When not discussing a feature flag's configuration, the term rollout is generally meant to describe the timeline over which a feature will be enabled within the product. There are two types of rollouts: Immediate and Gradual.
With an immediate rollout, the deployed code is released to all users at the same time. With a gradual rollout, the deployed code is released to an increasing number of users over time. So, for example, you may start by rolling a feature out to a small group of Beta-testers. Then, once the feature has preliminary success, you roll it out to 5% of the general audience; and then 20%; and 50%; and so on, until the deployed code has been released to all users.
Roll-Back
Just as with "rollout", roll-back is another overloaded term in the context of feature flags. When we are discussing a feature flag's configuration, rolling back means reverting a recent configuration change. For example, if a targeted set of users is configured to receive the true
variant of a Boolean-based feature flag, rolling back the feature flag would mean updating the configuration to serve the false
variant to the same set of users.
When not discussing a feature flag's configuration, the term rolling back is generally meant to mean removing code from a production server. Before the advent of feature flags, if newly-deployed code caused a production incident, the code was then "rolled back", meaning that the new code was removed and the previous version of the application code was put back into production.
User
In this book, I often refer to "users" as the receiving end of feature flags. But, this is only a helpful metaphor as we often think about our products in terms of customer access. In reality, a feature flag system doesn't know anything about "users" - it only knows about "inputs". Most of the time, those inputs will be based on the requesting user. But, they don't have to be.

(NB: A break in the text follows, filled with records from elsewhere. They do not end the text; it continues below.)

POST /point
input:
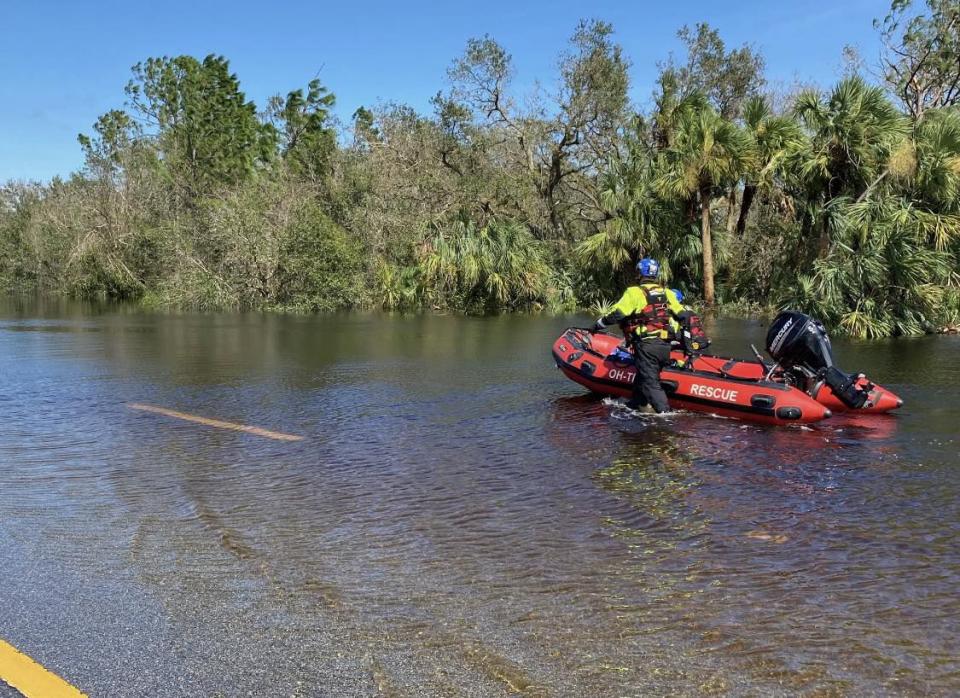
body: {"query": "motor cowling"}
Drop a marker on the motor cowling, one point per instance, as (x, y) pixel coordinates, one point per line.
(798, 341)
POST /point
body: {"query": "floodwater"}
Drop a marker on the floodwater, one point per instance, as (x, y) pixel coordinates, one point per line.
(459, 519)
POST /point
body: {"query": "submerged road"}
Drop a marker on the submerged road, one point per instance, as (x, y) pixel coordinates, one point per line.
(363, 505)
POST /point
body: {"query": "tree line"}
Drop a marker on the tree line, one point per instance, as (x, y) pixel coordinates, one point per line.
(843, 202)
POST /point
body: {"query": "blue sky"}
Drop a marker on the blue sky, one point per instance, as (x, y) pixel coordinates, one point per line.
(64, 63)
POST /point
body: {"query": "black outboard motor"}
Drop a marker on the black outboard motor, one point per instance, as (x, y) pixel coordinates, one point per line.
(797, 341)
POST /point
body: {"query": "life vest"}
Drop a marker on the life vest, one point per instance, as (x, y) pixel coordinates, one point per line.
(652, 320)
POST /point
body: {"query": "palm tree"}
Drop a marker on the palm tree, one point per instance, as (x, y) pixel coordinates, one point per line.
(853, 133)
(708, 153)
(775, 138)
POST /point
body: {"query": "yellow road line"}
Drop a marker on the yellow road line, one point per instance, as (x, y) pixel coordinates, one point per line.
(31, 679)
(215, 422)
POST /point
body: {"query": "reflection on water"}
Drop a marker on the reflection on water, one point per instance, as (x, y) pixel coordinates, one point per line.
(462, 519)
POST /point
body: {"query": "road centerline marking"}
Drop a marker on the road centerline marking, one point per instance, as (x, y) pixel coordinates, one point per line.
(218, 423)
(32, 679)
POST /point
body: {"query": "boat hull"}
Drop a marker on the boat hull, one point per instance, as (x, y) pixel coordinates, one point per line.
(584, 357)
(879, 399)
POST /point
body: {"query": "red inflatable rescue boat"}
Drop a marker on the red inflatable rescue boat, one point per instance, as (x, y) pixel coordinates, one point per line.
(801, 386)
(591, 360)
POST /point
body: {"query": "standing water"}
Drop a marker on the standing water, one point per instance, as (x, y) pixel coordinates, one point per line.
(458, 518)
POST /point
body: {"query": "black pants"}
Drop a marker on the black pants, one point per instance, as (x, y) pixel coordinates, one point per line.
(650, 356)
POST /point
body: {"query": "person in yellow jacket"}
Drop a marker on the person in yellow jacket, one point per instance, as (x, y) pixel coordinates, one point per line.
(647, 313)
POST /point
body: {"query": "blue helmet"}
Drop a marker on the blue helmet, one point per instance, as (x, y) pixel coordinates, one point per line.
(648, 267)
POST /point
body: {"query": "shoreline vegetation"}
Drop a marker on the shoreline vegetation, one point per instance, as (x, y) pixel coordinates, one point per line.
(842, 201)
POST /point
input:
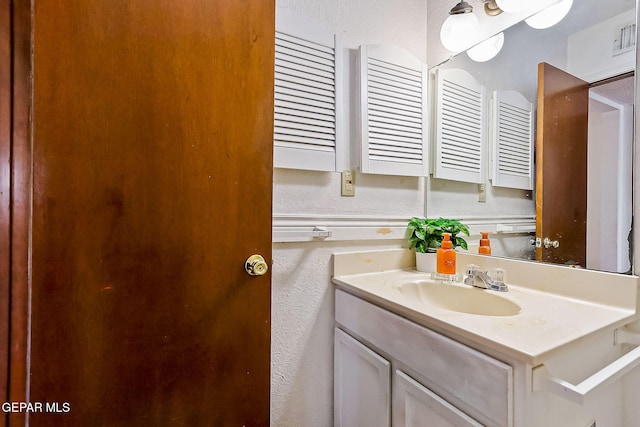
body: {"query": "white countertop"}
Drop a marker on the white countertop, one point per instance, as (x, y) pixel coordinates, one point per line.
(547, 321)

We'll get into this more within our use-cases section, but feature flag inputs can be based on any meaningful identifier. For example, we can use a "server name" to affect platform-level features. Or, we can use a static value (such as app
) to apply the feature flag state to all requests uniformly.
Progressive Delivery
This is the combination of two concepts: deploying a feature incrementally and releasing a feature incrementally. This is, eventually, the natural state for teams that lean into a feature-flag-based workflow. This becomes "the way" you develop products.
Environment
An environment is the application context in which a feature flag configuration is defined. A given feature flag can be consumed across multiple environments. But, each environment is configured independently such that a feature flag enabled in a "local development" environment has no bearing on the same feature flag in a "production" environment.

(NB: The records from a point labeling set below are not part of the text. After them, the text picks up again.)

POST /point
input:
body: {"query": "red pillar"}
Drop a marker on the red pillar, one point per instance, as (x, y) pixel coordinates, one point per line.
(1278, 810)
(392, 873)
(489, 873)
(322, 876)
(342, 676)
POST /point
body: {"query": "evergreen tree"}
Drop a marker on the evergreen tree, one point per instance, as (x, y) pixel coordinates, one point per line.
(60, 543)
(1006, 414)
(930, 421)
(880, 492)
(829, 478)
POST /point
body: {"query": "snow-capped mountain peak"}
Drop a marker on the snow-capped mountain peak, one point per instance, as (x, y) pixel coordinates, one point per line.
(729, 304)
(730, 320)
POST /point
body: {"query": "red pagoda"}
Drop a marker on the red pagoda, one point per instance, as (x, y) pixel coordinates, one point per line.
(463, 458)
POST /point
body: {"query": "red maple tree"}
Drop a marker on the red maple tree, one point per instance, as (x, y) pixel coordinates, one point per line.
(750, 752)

Feature Flag Administration
This is the application that your Developers, Product Managers, Designers, Data Scientists, etc. will use to create, configure, update, release, and roll-back feature flags. This application is generally separated out from your "product application"; but, it doesn't have to be. If you are buying a feature flag SaaS (Software as a Service) offering, your vendor will be building, hosting, and maintaining this administration module for you.

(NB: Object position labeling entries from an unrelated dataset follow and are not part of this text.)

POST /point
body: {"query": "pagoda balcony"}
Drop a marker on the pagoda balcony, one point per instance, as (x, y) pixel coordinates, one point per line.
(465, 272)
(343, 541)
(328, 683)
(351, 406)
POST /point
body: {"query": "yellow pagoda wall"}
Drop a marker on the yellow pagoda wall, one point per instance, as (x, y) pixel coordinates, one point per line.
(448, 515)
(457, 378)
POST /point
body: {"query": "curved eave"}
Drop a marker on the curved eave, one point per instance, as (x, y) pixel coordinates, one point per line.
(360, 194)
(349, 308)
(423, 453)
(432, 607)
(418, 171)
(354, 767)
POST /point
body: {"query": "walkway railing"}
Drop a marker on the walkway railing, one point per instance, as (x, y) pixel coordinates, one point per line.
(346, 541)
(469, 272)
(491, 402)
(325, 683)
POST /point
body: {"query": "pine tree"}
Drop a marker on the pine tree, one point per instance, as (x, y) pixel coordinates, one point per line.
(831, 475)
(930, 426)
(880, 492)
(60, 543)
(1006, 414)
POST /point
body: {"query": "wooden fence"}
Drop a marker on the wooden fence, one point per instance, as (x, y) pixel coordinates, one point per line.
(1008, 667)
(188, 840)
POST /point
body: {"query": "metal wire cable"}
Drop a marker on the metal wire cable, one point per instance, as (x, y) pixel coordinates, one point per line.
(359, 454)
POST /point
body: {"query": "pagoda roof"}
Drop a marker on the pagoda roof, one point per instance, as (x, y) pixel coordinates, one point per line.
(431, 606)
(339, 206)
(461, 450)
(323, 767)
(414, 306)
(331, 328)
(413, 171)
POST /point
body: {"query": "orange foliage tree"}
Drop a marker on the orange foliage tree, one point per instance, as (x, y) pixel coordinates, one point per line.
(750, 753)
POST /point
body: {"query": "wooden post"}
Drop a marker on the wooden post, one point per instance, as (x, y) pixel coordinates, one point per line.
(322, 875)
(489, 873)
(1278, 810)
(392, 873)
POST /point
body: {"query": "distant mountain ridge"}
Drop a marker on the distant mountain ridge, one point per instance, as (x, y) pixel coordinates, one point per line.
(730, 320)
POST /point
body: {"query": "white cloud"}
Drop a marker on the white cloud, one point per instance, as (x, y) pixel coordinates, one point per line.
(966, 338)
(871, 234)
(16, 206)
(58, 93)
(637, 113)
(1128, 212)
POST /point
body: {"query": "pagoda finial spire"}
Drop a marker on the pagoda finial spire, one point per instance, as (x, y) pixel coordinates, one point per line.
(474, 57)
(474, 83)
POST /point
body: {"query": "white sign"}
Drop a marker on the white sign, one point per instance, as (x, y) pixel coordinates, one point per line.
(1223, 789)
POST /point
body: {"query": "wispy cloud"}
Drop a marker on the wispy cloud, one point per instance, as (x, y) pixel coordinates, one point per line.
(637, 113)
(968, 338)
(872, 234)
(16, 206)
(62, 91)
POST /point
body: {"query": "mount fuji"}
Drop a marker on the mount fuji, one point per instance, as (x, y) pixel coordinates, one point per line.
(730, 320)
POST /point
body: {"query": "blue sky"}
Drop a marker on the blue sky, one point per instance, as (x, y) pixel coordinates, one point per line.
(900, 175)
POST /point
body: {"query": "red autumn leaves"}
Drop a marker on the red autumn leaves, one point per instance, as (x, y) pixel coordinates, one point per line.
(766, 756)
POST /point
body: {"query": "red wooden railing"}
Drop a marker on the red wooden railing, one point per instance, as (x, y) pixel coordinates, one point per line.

#Going Deep on Feature Flag Targeting
Note: If the targeting concepts that we discussed earlier make sense to you, feel free to skip the section. We're about to dip down into a more philosophical and technical view in an effort to better illustrate the mechanics of targeting. This is often the hardest part of feature flags to understand; so, I think it warrants a deeper probe.
As web application developers, we generally communicate with the database anytime we need to gather information about the current request. These external calls are fast; but, they do carry an overhead. And, the more calls that we make to the database while processing a request, the more latency we add to the response-time.
In accordance with this, feature flag implementations work using an in-memory "rules engine" which allows feature flag state to be "queried" without having to communicate with an external storage provider. This keeps the processing time blazing fast! So fast, in fact, that you should be able to query for feature flag state as many times as you need to without ever having to worry about latency.
Aside: Obviously, all processing adds some degree of latency; but, the in-memory feature flag processing—when compared to a network call—should be considered negligible.
That said, shifting from a database-access mindset to a rules-engine mindset can present a stumbling block for the uninitiated. At first, it may be unclear as to why you need anything more than a "User ID" (for example) in order to do all the necessary user targeting. After all, in a traditional server-side context, said "User ID" opens the door to any number of database records that can then be fed into any number of control flow conditions.
But, when you can't go back to the database to get more information, all targeting must be done using the information at hand. Which means, in order to target based on a given data-point, said data-point must be provided to the feature flag state negotiation process.
I find that a "Pure Function" provides a helpful analogy. A pure function, will always result in the same output when invoked using the same inputs. This is because the result of the pure function is based solely on the inputs (and whatever internal logic exists).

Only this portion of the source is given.